Use python 3 - python 2’s end-of-life was on 2020-04-20.
Use pyproject.toml
and setup.cfg
instead of
setup.py
. It’s not hard to make the conversion, as long as
there’s not a lot of dynamic generation. This is the current (very
superficial) official doc: https://packaging.python.org/tutorials/packaging-projects/
Use stdeb
to create debian packages. It’s not perfect,
as there’s some friction with the way share/doc
files are
deployed, but does the job.
Use the workflow at https://github.com/lpenz/ftpsmartsync/blob/main/.github/workflows/ci.yml as a base.
6 github actions
Example: https://github.com/lpenz/ghaction-cmake/
We don’t have that many resources for github actions, to be honest.
Create docker github actions if possible, as they are self-contained, easier to test and tend to be faster.
Deploy the containers to https://hub.docker.com/ using the docker/build-push-action. Docker Hub can automatically build containers, but it has a quota, and using actions allows tests jobs to run before deployment.
To create a new version of a github action, tag the repository as
usual, let the container be deployed to docker hub and then use github’s
Create a new release
link. This last step updates github’s
marketplace information, and can’t automated.
Add the following shields to README.md
:
- marketplace link
- github release
- docker hub release
That simplifies checking if the latest releases are in sync.
Note: don’t CD github actions from the main
branch, as
we have the extra steps mentioned above.
7 Final remarks
This is probably the document that will get updated the most as we figure out better ways to do things.
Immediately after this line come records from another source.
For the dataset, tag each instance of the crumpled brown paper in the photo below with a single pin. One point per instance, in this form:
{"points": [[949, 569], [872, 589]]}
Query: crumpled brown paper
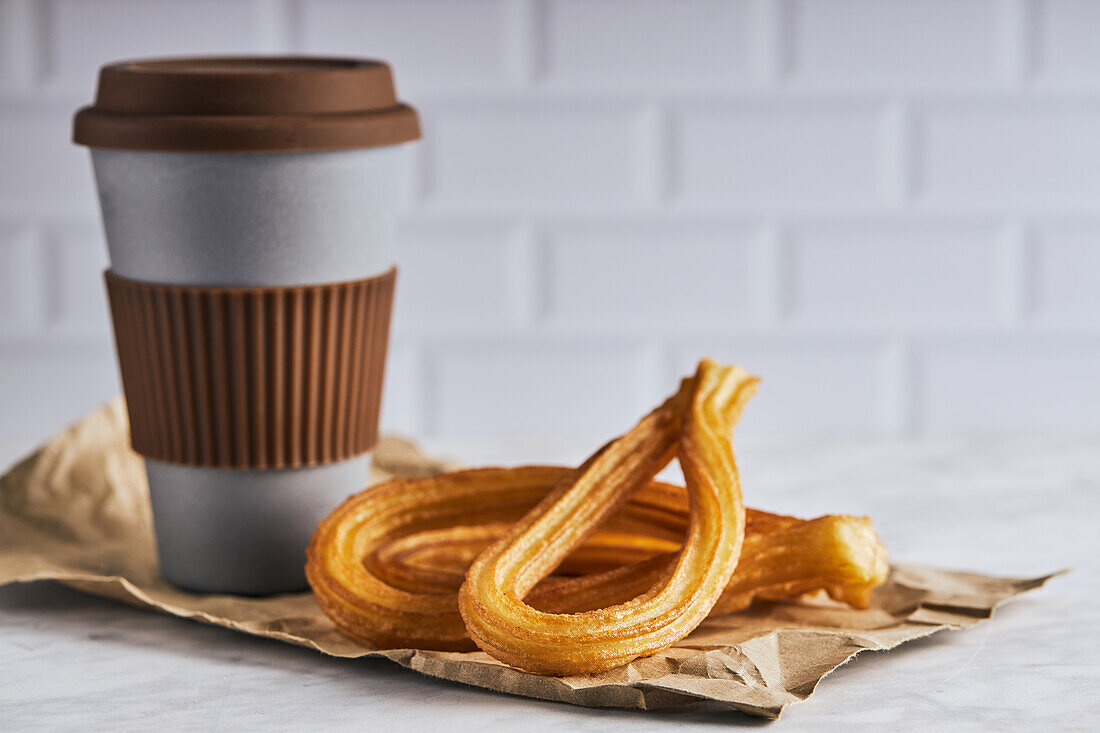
{"points": [[77, 511]]}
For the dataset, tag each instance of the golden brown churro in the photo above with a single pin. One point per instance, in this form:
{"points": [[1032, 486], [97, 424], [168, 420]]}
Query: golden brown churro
{"points": [[637, 564]]}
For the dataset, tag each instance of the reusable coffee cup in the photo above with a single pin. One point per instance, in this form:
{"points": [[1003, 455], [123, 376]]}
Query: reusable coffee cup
{"points": [[249, 206]]}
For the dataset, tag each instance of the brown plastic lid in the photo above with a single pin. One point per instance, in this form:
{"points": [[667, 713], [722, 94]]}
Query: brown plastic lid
{"points": [[246, 104]]}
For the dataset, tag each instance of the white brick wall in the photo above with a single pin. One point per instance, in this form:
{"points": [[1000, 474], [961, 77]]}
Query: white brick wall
{"points": [[890, 209]]}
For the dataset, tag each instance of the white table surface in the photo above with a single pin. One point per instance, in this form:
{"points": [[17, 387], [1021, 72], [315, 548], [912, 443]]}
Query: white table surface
{"points": [[1022, 507]]}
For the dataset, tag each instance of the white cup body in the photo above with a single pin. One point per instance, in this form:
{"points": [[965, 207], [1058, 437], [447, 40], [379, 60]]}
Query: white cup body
{"points": [[239, 220]]}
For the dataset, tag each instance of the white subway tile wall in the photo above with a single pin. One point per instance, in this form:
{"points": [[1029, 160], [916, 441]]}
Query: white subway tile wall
{"points": [[889, 209]]}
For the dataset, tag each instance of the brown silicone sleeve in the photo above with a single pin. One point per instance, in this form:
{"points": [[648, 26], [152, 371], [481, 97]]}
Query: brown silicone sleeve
{"points": [[252, 378]]}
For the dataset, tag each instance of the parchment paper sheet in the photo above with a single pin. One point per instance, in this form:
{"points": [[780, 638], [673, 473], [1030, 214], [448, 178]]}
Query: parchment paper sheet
{"points": [[77, 511]]}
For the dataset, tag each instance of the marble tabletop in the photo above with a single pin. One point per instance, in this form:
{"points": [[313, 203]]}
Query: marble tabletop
{"points": [[1020, 507]]}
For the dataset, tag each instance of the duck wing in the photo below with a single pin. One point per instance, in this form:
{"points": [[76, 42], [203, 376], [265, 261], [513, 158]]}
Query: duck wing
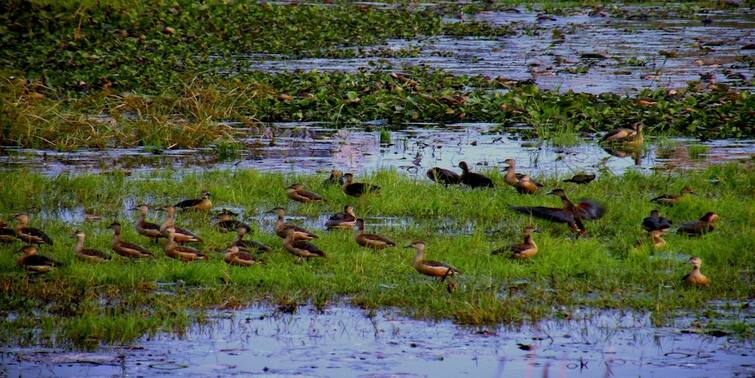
{"points": [[307, 246], [36, 233], [553, 214]]}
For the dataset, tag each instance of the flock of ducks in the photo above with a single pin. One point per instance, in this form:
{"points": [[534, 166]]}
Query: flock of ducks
{"points": [[298, 241]]}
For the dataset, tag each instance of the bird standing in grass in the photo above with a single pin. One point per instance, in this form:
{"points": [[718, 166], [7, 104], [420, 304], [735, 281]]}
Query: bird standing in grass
{"points": [[571, 214], [473, 180], [281, 227], [297, 193], [199, 204], [429, 267], [301, 248], [695, 277], [700, 227], [523, 250]]}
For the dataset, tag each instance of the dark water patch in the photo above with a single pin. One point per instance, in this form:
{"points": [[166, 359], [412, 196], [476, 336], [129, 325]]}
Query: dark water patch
{"points": [[312, 148], [343, 341]]}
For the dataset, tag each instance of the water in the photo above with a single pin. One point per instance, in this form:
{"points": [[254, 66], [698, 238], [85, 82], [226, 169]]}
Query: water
{"points": [[346, 342], [632, 49], [312, 148]]}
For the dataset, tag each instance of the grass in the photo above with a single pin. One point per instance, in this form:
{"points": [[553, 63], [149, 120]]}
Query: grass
{"points": [[86, 304]]}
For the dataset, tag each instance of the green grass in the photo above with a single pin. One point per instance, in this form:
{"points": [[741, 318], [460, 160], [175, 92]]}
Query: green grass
{"points": [[86, 304]]}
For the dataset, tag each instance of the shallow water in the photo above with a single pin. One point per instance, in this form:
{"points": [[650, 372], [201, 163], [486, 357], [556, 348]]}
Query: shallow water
{"points": [[311, 147], [632, 50], [346, 342]]}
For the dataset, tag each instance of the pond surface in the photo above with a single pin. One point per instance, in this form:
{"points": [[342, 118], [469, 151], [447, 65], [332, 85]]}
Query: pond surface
{"points": [[311, 147], [644, 48], [347, 342]]}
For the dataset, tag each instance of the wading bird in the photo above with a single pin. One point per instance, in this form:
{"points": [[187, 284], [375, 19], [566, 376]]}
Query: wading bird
{"points": [[571, 214]]}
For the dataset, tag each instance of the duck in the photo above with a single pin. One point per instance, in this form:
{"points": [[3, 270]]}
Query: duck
{"points": [[281, 227], [443, 176], [357, 189], [28, 234], [695, 277], [342, 221], [7, 235], [429, 267], [581, 178], [297, 193], [180, 252], [523, 250], [672, 199], [624, 135], [248, 245], [234, 256], [126, 249], [181, 235], [300, 248], [655, 222], [87, 254], [521, 182], [224, 221], [335, 178], [199, 204], [33, 262], [371, 240], [571, 214], [144, 228], [702, 226], [474, 180]]}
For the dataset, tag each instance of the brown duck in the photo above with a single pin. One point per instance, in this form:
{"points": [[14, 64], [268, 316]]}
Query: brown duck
{"points": [[655, 222], [28, 234], [571, 214], [7, 235], [695, 277], [523, 250], [180, 252], [357, 189], [623, 135], [87, 254], [144, 228], [199, 204], [428, 267], [301, 248], [297, 193], [474, 180], [443, 176], [371, 240], [335, 178], [248, 245], [225, 222], [281, 227], [181, 235], [33, 262], [700, 227], [342, 221], [126, 249], [522, 183], [672, 199], [581, 178], [234, 256]]}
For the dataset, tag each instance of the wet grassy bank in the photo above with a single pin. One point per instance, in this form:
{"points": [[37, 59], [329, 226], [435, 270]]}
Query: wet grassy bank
{"points": [[87, 304]]}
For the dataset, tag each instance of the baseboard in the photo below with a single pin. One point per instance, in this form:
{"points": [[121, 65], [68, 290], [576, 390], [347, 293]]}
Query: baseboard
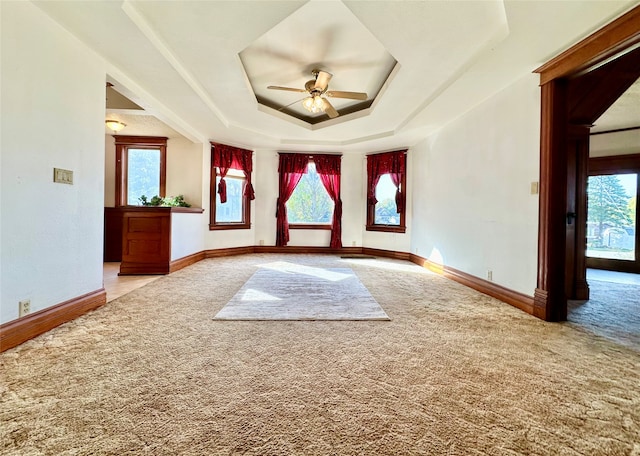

In short, we should strive to get the following whenever possible:
- github actions
- omnilint
- automatic formatting
- coverage with README.md shield
- debian packaging and deployment from tags, with shield
- language-specific deployment from tags (specially for libraries), with shield
The table below summarizes the language-specific tools that support our scheme:
Category | Formatter | Debian | Deploy | Shields | Example |
---|---|---|---|---|---|
Rust | rustfmt | cargo-deb | packagecloud.io |
|
ogle |
C/C++ | clang-format | cpack | packagecloud.io |
|
execpermfix |
Python | black | stdeb | packagecloud.io |
|
ftpsmartsync |
ghaction | No | N/A | Docker Hub |
|
ghaction-cmake |
7.1 Disclaimer
Be aware that I’ve tagged github actions that I created with a disclaimer tag that links to this section.
I had created some github actions before starting this document, and I ended up creating a few more while write writing it. I avoided doing that, though, but sometimes the sortcomings were too severe and/or very easy to overcome.